Limited penetration of screening procedures and low access to public health care system for disadvantaged women, although interconnected, may represent a serious issue for public health, as may increase chances of disease progression, delayed diagnosis especially for cancer, and chronicization of diseases and permanent disabilities for women and their children, especially for pregnant women, which may not follow the scheduled examinations during pregnancy.
This study has several limits. The first is the small size of the sample, followed by the absence in the results of some anamnestic and clinical data collected during the initial and follow-up visits. Last, the sample was recruited in two primary care services and cannot be considered representative of all disadvantaged neighborhoods of the city, as it may reflect specific peculiarities of the neighborhoods where the primary care services were located.
Conclusions
Most of the women enrolled in the study had difficulties in accessing public health system for cancer screening, disease treatment, and pregnancy monitoring. This may result in serious consequences for health and quality of life of women and of their children. In addition, a significant percentage of women reported intimate partner violence episodes and absence of a familial support network; these conditions are particularly evident in disadvantaged socioeconomic situations that, in most cases, are at the basis of these episodes.

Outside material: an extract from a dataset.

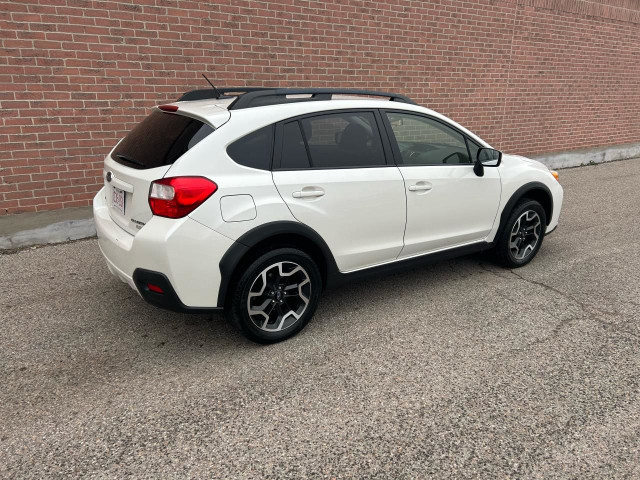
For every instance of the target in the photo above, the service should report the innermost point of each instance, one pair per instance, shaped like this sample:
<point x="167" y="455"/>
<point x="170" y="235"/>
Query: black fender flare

Gender differences have a significant impact on physical and psychological health, and disadvantaged socioeconomic conditions may further worsen it. Prevention and treatment, especially for the most vulnerable subjects, should be a priority for the public health and social system.
Footnotes
Acknowledgments
The authors wish to thank His Holiness Pope Francis for providing directions, structures, and equipment to make health care available for vulnerable populations through the Offices of Papal Charities (Eleemosynaria Apostolica), and Cardinal Konrad Krajewski, Apostolic Almoner, for the extraordinary efforts in the realization of this mission. The authors also wish to thank the Istituto di Medicina Solidale Onlus for the efforts in assisting vulnerable populations.
Author Disclosure Statement
No competing financial interests exist.
Funding Information
Gilead Sciences Inc, Community Grant, Grant # 07363.